The beleaguered Red Cross Society of China says it will publish tomorrow the accounts of all donations it has received as it struggles to improve its tarnished image.
The society, China's largest charity organisation, announced on Thursday that it would post details of donations online, with the first to be released relating to the deadly Yushu earthquake in Qinghai province in April of last year. It would list the amount of donations received, and how they have been spent.
The charity has faced a credibility crisis with the public since a woman calling herself Guo Meimei claimed to be the manager of the 'Red Cross Chamber of Commerce' on her microblog while flaunting her luxury cars and designer handbags. Although police said that Guo's post was a hoax, the society was nonetheless heavily criticised for a lack of transparency in its operations and accounting procedures.

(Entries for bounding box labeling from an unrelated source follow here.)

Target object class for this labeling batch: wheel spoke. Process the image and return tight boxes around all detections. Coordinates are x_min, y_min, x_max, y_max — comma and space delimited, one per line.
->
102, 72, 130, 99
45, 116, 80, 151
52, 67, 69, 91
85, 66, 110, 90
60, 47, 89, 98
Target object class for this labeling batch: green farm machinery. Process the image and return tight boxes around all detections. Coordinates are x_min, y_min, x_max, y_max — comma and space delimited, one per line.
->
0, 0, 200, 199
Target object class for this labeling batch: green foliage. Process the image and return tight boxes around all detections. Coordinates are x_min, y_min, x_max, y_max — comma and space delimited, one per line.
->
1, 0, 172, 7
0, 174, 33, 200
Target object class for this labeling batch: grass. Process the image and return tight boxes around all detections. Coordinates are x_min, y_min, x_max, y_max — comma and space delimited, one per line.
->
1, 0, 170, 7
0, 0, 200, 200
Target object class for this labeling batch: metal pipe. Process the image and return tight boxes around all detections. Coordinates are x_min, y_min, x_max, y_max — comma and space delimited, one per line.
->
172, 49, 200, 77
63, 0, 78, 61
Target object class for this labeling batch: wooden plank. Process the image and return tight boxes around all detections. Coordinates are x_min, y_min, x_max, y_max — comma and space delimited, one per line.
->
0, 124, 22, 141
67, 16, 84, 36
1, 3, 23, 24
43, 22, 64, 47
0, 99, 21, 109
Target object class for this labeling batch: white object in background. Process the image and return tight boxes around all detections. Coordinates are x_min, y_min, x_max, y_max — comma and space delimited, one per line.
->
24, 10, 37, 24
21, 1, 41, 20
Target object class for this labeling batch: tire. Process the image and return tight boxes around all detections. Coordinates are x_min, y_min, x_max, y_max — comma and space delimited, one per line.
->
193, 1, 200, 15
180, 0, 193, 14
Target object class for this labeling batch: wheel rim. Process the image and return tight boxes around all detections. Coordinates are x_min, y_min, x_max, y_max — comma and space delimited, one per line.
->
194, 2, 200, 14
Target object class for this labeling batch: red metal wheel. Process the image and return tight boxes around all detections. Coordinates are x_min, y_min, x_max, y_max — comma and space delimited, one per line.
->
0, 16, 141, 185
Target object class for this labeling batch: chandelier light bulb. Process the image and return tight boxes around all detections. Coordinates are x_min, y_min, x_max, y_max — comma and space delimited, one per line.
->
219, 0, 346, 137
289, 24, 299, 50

While the Red Cross Chamber of Commerce does not exist, the scandal has raised suspicions about the society's relations with businesses.
Wang Rupeng, the charity's secretary general, said this month that the Guo Meimei incident had put the entire organisation, including its headquarters and branches across the country, under pressure from the authorities, public and media.
The society's website allows the public to trace whether their donations have been received, but does not list the projects to which they have been allocated.
Three weeks ago the society pledged on its microblog to make public the details of its donations, financial management, procurement, spending and allocation.
Some members of the public have greeted the charity's promises with scepticism. 'It's been such a long time since the Yushu quake, but you still haven't figured out details of the donations,' one internet user said on the organisation's website. 'Your forthcoming 'information platform' is just meant to clean up your image.'
Following the high-speed-train crash in Wenzhou on Saturday that killed 40 people, the society sent a total of 450,000 yuan (HK$545,000) to the families of the dead and the injured, and for follow-up treatment for disabled victims.
In the latest scandal to embroil the charity, its subsidiary the China Red Cross Foundation was accused by the daily China Business News last week of teaming up with developers to buy land cheaply in the name of building low-cost housing for disadvantaged senior citizens, when the properties were actually lavish flats sold as commercial housing.